Dunham, 34, revealed in February 2018 that she'd undergone a hysterectomy at 31 after trying "pelvic-floor therapy, massage therapy, pain therapy, color therapy, acupuncture, [and] yoga" to treat her chronic pain. Several months later, she announced that her left ovary had been removed in a separate procedure.
Endometriosis is an often painful disorder in which endometrial-like tissue grows outside of the uterus, according to the Mayo Clinic.
ABC News' chief medical correspondent, Dr. Jennifer Ashton, said the key with surgical treatment of endometriosis is two-fold: to reduce or remove scar tissue and/or to remove hormonal stimulation, which comes from the ovaries.

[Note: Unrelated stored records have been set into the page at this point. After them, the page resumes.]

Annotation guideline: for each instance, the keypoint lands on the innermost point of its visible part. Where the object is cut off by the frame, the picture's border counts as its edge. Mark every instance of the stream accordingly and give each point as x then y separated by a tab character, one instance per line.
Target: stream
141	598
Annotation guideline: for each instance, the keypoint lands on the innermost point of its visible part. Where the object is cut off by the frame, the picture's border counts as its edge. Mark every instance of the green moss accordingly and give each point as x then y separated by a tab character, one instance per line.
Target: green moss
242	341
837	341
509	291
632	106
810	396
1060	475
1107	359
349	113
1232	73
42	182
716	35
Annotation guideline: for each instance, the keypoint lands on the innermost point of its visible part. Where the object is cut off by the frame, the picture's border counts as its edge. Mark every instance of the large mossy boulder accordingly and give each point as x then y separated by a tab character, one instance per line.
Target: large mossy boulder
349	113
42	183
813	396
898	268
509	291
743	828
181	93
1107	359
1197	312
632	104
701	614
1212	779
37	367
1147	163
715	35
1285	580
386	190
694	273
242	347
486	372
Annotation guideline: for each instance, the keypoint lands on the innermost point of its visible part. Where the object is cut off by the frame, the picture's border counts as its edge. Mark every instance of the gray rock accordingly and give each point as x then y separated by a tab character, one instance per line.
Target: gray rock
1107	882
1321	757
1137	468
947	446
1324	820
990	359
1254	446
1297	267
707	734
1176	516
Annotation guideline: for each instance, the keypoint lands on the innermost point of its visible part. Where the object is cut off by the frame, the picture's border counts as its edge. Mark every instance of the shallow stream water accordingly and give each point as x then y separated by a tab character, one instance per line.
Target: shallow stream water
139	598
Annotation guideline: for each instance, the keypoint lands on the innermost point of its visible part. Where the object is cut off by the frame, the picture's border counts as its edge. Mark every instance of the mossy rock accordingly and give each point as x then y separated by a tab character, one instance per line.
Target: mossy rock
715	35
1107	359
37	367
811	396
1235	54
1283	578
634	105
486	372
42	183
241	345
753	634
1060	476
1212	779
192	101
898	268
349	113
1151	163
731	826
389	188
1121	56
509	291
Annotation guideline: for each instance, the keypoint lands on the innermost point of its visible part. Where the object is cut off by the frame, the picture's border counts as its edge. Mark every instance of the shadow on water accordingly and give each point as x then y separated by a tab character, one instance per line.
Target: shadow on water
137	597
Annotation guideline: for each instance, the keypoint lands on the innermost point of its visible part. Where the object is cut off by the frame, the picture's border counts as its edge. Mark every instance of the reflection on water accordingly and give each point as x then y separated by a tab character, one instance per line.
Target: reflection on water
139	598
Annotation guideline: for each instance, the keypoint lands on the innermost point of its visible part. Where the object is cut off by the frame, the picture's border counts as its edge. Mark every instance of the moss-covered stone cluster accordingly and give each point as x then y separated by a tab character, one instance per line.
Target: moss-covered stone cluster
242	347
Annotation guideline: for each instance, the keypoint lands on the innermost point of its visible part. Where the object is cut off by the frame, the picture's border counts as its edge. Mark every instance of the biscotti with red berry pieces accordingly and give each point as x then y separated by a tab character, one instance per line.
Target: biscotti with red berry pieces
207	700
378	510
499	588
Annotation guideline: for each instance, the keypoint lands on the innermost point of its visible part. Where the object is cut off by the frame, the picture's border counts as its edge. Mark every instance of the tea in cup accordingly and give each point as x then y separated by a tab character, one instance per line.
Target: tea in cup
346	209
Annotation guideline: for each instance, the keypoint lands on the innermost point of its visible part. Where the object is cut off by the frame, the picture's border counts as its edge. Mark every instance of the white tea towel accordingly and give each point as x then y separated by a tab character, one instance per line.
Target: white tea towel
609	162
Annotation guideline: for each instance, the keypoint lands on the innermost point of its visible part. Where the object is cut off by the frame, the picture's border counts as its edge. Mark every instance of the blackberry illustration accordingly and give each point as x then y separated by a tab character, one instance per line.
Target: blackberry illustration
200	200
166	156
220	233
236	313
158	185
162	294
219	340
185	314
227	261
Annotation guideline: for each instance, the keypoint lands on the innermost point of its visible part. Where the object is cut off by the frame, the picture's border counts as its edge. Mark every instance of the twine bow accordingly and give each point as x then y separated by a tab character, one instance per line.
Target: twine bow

"Ideally, women have as few surgeries as possible, but often with endometriosis multiple surgeries are common," she explained in 2018. "With a young woman, if the ovaries are left in — one or both — she can continue to have residual pain even after a hysterectomy, because the microscopic implants or lesions respond to hormonal stimulation by the ovaries."
Although Dunham may not be able to have a biological child, she has not given up on becoming a mother. In fact, the actress and writer believes that her recent trials may inform how she parents a child one day.
"There is a lot you can correct in life—you can end a relationship, get sober, get serious, say sorry—but you can't force the universe to give you a baby that your body has told you all along was an impossibility. Weak animals die in the woods as their pack mates run ahead. Bad eggs don't hatch. You can't bend nature," she wrote. "The irony is that knowing I cannot have a child—my ability to accept that and move on—may be the only reason I deserve to be anyone's parent at all. I think I finally have something to teach somebody."